A TV news interview with Sarah Milgrim one of the victims of last night’s shooting terror attack in Washington DC, has surfaced.
In 2017, Milgrim was interviewed by a KSHB TV reporter after swastikas were spray-painted on buildings at the Shawnee Mission East campus.
DIN: I've read hundreds of comments stating that Sarah and Yaron weren't Jewish!
The bastard that killed them, murdered them for one reason, thinking that they were Jewish!
Why are we now changing the narrative and telling the world that they weren't Jewish?
If they weren't Jewish, then the killing wasn't a bias crime, and this guy will claim it wasn't a "hate crime", and will walk in 5 years!
In the video above she obviously thinks she is Jewish and says that she is afraid to "go to shul"!
You know, something I judge Jews with Hitler's ym"s criteria, Hitler would have shoved her in the same oven of a Lakewood guy! To the antisemite, there are no shades of Jewish.
They don’t check your lineage. They don’t ask which parent is Jewish. They don’t care if you fasted on Yom Kippur or lit candles on Shabbat. They don’t ask if you agree with Israeli policy or if you’ve even stepped foot in a synagogue.
And to those of you posting “#NotInMyName,” or in the Yeshivishe and Chassidishe chats, thinking that somehow your public disavowal of Israel will buy you safety or favor — understand this: The shooter doesn’t stop to ask who you voted for. He doesn’t check your Instagram for hashtags. He doesn’t sort out the Zionists from the anti-Zionists, the religious from the secular, the converts from the critics.
He sees Jew-ish — and that’s enough.. If your grandfather was Jewish — you were marked. And you were hunted.
That’s how antisemitism works. It doesn’t care about nuance. It doesn’t care about politics.It just cares that you’re Jew-ish. And no amount of hashtags will change that.
So if you’ve ever thought: “I’m Satmar, I'm Lakewood, I'm Neturei Karta, I'm not religious.
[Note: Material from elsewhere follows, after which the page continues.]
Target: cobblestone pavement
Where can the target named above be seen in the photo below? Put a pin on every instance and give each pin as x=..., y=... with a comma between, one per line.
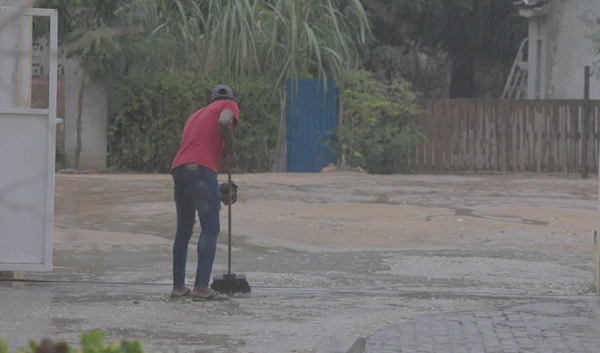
x=546, y=326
This doesn’t affect me.” Or even, “I’ve distanced myself from Israel, so I’ll be fine.”
Think again.
This is your fight. It’s our fight. Because the people who hate Jews don’t distinguish between denominations, DNA, or degrees of observance. They don’t hate you for what you do — they hate you for what you are.
And while that truth is terrifying, it also holds a strange kind of power.
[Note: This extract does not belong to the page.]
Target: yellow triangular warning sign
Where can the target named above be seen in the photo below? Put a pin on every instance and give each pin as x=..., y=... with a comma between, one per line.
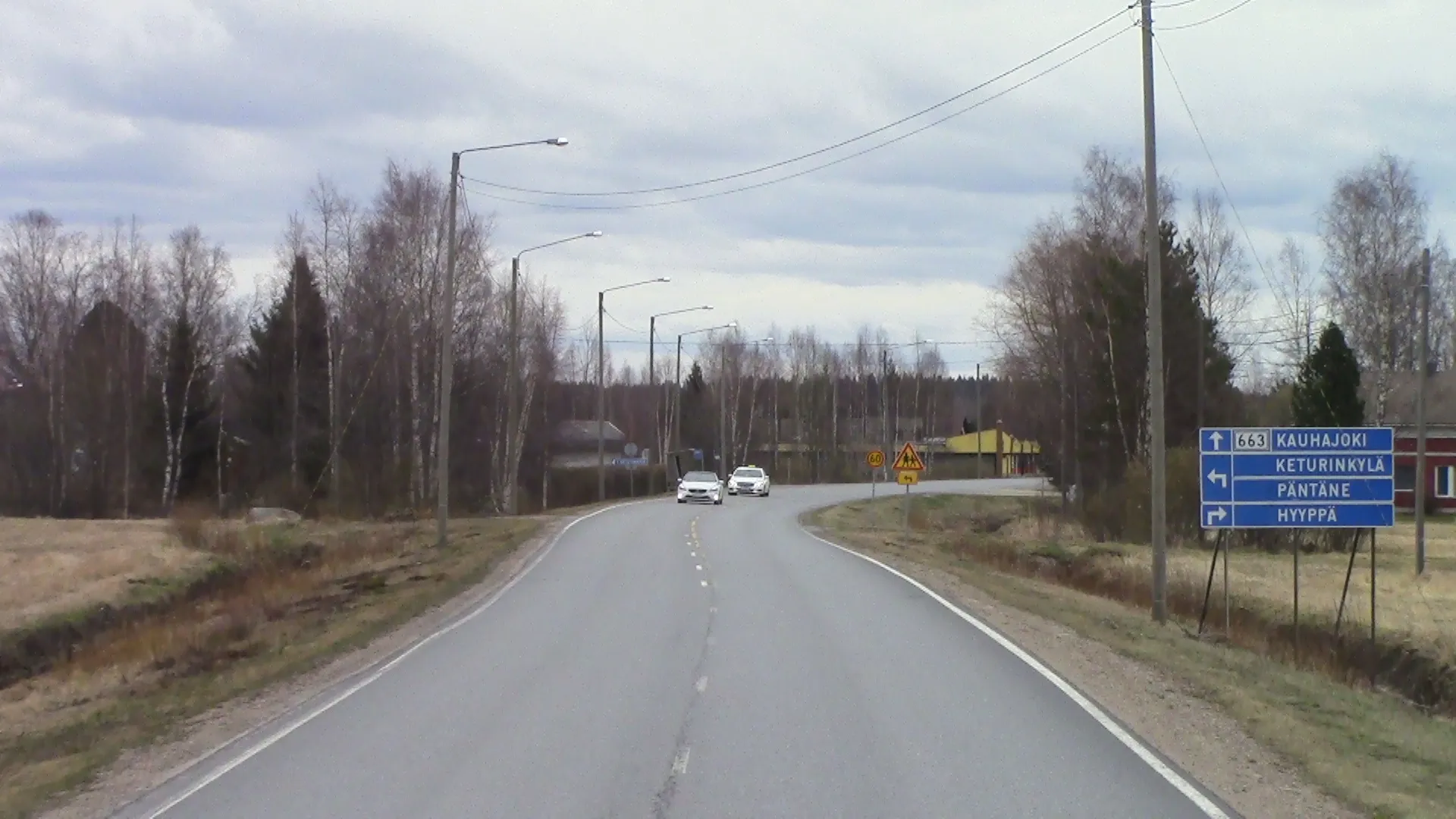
x=909, y=460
Because if being Jew-ish is enough to be targeted, then maybe it should be enough to stand up. Enough to speak out. Enough to say: if you come for one of us, you come for all of us. We live in a time where unity is no longer a luxury — it’s a matter of survival.We don’t get to choose how the world sees us. But we can choose how we see each other.
And maybe, just maybe, that’s where healing begins.